Francis Spufford said: ‘I’m unusually old for a second-time novelist, having taken so long to get up my courage to write fiction – but that makes me all the more grateful, and all the more heartened, for the vote of confidence the Encore Award represents. It’s a beacon for writers of any age who are negotiating the tricky territory that follows a first book. It’s a call to persist, as you discover how rich and how plural the art is in which you’re taking your second step.’
This year’s judges, Sian Cain, Nikesh Shukla and Paul Muldoon, said: ‘If the defining characteristic of fiction is “making it up,” Francis Spufford’s Light Perpetual is a triumph in the form. Opening with an actual V-2 attack on the New Cross Road branch of Woolworths in 1944 that killed 168 people, Spufford invents five children and imagines their lives as if they did not die that day, telling their alternative histories through the 20th century. This version of “what might have been” affords us memorable and moving insights into what we have come to think of as our own reality. Light Perpetual is a bold and poignant novel, one that encourages the reader to fully comprehend that the lives of others, even people they have not and will never meet, are as vivid and filled with meaning as their own; a remarkable work of empathy. This is an assured second novel from Spufford, who has fast become one of Britain’s most exciting fiction writers after his debut Golden Hill. It is a great pleasure to award this novel the Encore, and to wonder at what he might write next’

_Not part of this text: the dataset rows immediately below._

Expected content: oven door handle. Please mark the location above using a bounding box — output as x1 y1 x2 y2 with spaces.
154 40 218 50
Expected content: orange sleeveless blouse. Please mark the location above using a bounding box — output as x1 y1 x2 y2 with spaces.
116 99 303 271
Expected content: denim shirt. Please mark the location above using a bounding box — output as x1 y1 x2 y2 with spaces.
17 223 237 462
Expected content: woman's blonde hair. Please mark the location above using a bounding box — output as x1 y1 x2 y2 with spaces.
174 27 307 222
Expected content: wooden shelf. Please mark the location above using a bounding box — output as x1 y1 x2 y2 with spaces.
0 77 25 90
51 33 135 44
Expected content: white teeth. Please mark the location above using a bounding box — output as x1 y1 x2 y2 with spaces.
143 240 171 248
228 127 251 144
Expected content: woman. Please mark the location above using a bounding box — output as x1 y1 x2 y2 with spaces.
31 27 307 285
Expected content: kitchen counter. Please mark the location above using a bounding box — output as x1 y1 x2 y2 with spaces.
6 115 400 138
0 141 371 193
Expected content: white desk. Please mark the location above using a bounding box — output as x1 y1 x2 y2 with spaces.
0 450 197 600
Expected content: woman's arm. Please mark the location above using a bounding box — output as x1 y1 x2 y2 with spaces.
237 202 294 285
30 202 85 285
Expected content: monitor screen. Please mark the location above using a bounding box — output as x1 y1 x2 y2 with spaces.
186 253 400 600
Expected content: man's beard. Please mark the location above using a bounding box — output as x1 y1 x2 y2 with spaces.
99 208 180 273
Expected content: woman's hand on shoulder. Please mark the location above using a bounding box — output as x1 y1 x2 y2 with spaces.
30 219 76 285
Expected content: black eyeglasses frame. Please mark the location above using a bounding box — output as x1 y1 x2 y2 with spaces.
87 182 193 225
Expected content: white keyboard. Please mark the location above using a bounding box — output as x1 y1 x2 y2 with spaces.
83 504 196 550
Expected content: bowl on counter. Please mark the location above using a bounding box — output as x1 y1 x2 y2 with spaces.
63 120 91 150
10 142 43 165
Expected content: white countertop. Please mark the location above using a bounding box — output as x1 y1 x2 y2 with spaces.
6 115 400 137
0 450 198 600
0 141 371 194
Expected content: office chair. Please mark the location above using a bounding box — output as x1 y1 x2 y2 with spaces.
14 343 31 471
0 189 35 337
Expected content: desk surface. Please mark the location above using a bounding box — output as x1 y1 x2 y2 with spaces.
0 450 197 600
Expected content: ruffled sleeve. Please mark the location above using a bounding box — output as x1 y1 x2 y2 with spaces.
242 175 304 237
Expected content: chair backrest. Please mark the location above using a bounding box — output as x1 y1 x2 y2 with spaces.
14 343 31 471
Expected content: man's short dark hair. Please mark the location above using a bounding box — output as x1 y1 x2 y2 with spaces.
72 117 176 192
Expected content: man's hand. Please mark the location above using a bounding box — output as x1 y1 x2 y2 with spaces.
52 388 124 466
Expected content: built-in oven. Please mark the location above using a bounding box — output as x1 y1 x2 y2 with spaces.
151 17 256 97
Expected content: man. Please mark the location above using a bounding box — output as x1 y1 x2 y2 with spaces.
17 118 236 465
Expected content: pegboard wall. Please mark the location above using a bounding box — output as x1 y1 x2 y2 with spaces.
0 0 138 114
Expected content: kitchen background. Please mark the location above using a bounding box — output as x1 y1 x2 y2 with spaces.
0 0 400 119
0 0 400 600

Francis Spufford is the author of five highly-praised works of non-fiction. His debut novel Golden Hill won the Costa First Novel Award, the RSL Ondaatje Prize and the Desmond Elliott Prize. Light Perpetual was longlisted for the 2021 Booker Prize. In 2007 he was elected a Fellow of the Royal Society of Literature. He teaches writing at Goldsmiths College, University of London, and lives near Cambridge.
The Encore Award was first presented in 1990 to celebrate the achievement of outstanding second novels. The Award fills a niche in the catalogue of literary prizes. The RSL has administrated the award since 2016.
The Encore Award is one of 10 annual awards and prizes presented by the RSL, which bring the widest possible community of writers and readers together in celebration of the breadth of literature today. From debut works and unpublished short stories, through to the notoriously challenging second novel and outstanding contributions to literature, the RSL’s awards and prizes celebrate the value of writing in all its forms, whilst supporting emerging and established writers at some of the most challenging moments of their careers. The RSL’s other annual awards and prizes are: RSL International Writers awards, Companions of Literature, the RSL Ondaatje Prize, the RSL Christopher Bland Prize, the RSL Giles St Aubyn Awards for Non-Fiction, the V.S. Pritchett Short Story Prize, the RSL Literature Matters Awards, the Sky Arts RSL Writers Awards and the Benson Medal.